On May 3, three days after the second extended schedule expired, the state-run oil, gas and mineral resources corporation issued letters to the four companies seeking explanation why they failed to submit bids.
None of the four companies submitted their bids by April 30 because they consider it not feasible to install an LNG terminal in one and half years, officials said.
Petrobangla extended the date for submission of bids thrice – first from January 31 to April 15, then to April 30 and now to May 31.
Asked why the same group of short listed companies was being given another opportunity to bid for the project, Petrobangla chairman Hossain Monsur said, ‘We need to know their explanation why they failed to respond.’
He said that Petrobangla invited the companies to a meeting on May 29 to discuss the matter.
Usually, bid submission dates are extended at least three days before expiry of the time limit if one or more bidders want it, a Petrobangla official told New Age on condition of anonymity.
‘But, so far, none of the bidders sought the extension,’ he said.
Last year, Petrobangla short-listed four international companies – Bermuda-based Golar LNG Energy, a joint venture between US-based Astra Oil and Excelerate Energy, South Korea’s Samsung C&T Corporation, and India’s Hiranandani Electricity for the installation of the floating LNG terminal.
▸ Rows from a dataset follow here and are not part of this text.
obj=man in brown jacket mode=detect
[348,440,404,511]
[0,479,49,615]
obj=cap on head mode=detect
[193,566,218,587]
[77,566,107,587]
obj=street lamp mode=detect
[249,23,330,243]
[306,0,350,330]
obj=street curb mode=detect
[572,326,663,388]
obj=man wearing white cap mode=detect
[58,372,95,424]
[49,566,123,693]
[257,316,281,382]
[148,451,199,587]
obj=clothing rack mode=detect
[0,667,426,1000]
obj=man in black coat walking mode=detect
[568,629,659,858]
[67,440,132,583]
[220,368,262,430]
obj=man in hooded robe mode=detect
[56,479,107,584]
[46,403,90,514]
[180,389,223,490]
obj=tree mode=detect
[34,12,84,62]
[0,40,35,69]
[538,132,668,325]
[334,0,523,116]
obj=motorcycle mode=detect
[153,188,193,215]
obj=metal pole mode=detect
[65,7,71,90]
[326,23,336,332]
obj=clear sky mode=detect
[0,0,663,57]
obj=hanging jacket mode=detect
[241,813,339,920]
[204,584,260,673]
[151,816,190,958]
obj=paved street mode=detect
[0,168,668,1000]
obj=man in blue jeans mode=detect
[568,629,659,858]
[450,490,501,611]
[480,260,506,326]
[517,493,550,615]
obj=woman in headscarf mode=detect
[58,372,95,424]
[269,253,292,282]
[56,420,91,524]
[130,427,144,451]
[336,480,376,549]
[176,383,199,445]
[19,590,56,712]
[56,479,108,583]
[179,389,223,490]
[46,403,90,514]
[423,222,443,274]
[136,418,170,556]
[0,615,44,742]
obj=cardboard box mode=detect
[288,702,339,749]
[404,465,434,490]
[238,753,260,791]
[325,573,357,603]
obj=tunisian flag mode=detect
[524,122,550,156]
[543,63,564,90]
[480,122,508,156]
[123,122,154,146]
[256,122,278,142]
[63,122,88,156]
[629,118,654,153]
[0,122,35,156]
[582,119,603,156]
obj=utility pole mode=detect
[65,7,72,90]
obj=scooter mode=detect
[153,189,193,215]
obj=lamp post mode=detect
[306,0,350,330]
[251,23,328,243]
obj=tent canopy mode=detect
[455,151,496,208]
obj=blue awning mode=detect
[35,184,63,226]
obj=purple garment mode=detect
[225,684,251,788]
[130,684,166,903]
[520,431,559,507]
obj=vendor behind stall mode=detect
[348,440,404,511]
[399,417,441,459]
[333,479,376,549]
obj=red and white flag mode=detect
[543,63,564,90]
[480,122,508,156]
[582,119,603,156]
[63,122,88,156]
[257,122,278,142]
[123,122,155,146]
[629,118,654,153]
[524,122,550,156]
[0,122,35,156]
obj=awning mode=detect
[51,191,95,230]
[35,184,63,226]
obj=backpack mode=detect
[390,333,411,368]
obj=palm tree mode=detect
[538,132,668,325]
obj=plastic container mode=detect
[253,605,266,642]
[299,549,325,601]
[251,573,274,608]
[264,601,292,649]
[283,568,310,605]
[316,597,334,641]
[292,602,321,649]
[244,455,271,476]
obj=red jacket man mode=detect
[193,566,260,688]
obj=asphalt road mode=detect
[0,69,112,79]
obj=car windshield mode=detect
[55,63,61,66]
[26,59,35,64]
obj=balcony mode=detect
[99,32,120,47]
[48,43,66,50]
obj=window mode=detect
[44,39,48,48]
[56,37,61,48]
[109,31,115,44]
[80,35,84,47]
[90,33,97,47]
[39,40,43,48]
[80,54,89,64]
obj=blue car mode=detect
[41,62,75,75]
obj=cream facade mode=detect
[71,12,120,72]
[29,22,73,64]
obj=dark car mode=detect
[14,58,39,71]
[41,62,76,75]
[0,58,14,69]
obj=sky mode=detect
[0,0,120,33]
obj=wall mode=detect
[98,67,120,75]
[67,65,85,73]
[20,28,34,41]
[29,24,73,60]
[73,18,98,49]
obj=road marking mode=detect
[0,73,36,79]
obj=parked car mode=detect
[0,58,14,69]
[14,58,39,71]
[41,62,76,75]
In the face of acute gas supply shortage, the government, immediately after taking office in 2009, took the decision to import LNG at high price, beginning 2012, to meet the country’s growing demand for gas, particularly for the power plants and industries in Chittagong.
It was in this backdrop that the government took the plan for building the terminal at Moheshkali with a capacity of handling 5.0 million tonnes of LNG a year, re-gasification of at least 500 million cubic feet a day, complete with berthing and mooring facilities for ships carrying LNG and for laying 91 kilometres of pipeline for feeding the liquefied natural gas to the national grid.
Meanwhile, Gas Transmission Company Limited, a subsidiary of Petrobangla, awarded to an Indian company a $36.324 million contract for laying the 91-kilometre pipeline between Moheshkhali and Anwara, for supplying re-gasified LNG from the proposed terminal to the national grid.
The government had taken the entire project under the Speedy Supply of Power and Energy (Special Provision) Act 2010.
Now Petrobangla supplies around 2,100 mmcfd of gas.
And the current shortage of gas facing the country is estimated at over 500 mmcfd.